Trabalho degradante não é trabalho em condições análogas às de escravo. A lei trabalhista admite o trabalho em condições de risco à saúde ou à vida, desde que sejam pagos adicionais de insalubridade e periculosidade. Somente quando os benefícios não forem pagos, ou quando não houver condições mínimas de trabalho, saúde, segurança, alimentação, higiene, moradia e respeito, é que ocorrerá a conduta criminosa tipificada pelo artigo 149 do Código Penal.

 Esse foi o entendimento firmado pela Justiça Federal do Pará ao absolver duas vezes, no intervalo de aproximadamente um ano, um fazendeiro das acusações de manter trabalhadores em condições análogas à escravidão em suas fazendas no interior do estado.

 “Em duas decisões louváveis, a Justiça demonstrou que não se pode confundir trabalho rural com trabalho escravo e conteve o ímpeto punitivo dos órgãos de fiscalização do Estado”, avalia a advogada Thais Rego Monteiro, do Camargo Lima, Sinigallia e Moreira Lopes Advogados, que representa o fazendeiro.

 A primeira acusação destacou a suposta contratação de mão de obra sem o devido registro em carteira, acomodação dos trabalhadores em locais desprovidos de condições mínimas de conforto, saúde e higiene e ausência de instalações sanitárias no local, entre outros. Já a segunda denúncia, de acordo com o Ministério Público Federal, teria encontrado 53 trabalhadores em condições precárias de trabalho. Uma dessas “precariedades” seria o fato de famílias de diferentes trabalhadores estarem acomodadas em um único alojamento, o que lhes tiraria a privacidade.

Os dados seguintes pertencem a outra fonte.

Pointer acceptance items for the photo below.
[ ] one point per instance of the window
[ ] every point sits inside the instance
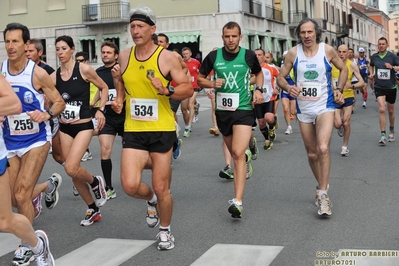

 Em ambos os processos o juiz federal Omar Bellotti Ferreira, de Castanhal (PA), não viu provas dos abusos alegados pelo MPF e absolveu o fazendeiro das acusações.

 “Não foram provados a omissão no pagamento de salários, o aliciamento de trabalhadores, o cerceamento da liberdade ambulatória, a manutenção de vigilância armada, a existência de coação física ou moral, a imposição de jornada de trabalho extenuante, nem tampouco a existência de servidão por dívidas”, atestou o juiz.

 Quanto ao fato de o alojamento comportar um número excessivo de pessoas, Ferreira apontou que “a instrução processual mostrou que em verdade tratava-se de parentes do empregado Pedro Corrêa, o qual, em princípio, habitava imóvel na sede da fazenda unicamente com seus filhos. Aconteceu que um filho seu, Maciel Corrêa, levou a companheira grávida para morar com seus pais, uma vez que eles não tinham moradia própria. Convivia ainda na mesma casa um sobrinho (ou primo) daquele, cuja esposa (ou companheira) o estava visitando no momento da fiscalização”.

 Para o juiz, essa situação ocorria por causa do “grau de afetividade” dos moradores, e não por eles “supostamente serem impossibilitados de dispor de alguma privacidade”. Logo, não há violação da dignidade humana, concluiu Ferreira.

 Segundo a advogada Thais, é preciso diferenciar trabalho escravo do trabalho rural em grandes fazendas, e impedir a crescente generalização das condições criminosas estabelecidas no Código Penal.

 “No Pará, os órgãos que fiscalizam a prática do trabalho escravo cometem muitos abusos. Antes de se apontar a existência desse crime, é preciso conhecer o tipo específico de trabalho desenvolvido pelos trabalhadores rurais, bem como as circunstâncias regionais e culturais em que estão inseridas essas pessoas. É preciso distinguir trabalho escravo − crime que deve ser combatido com veemência − do trabalho rural em grandes propriedades situadas no estado. Não se nega a existência, na prática, desse tipo penal. O que não se pode tolerar é a gravíssima generalização de acusados e acusações”, opina a advogada.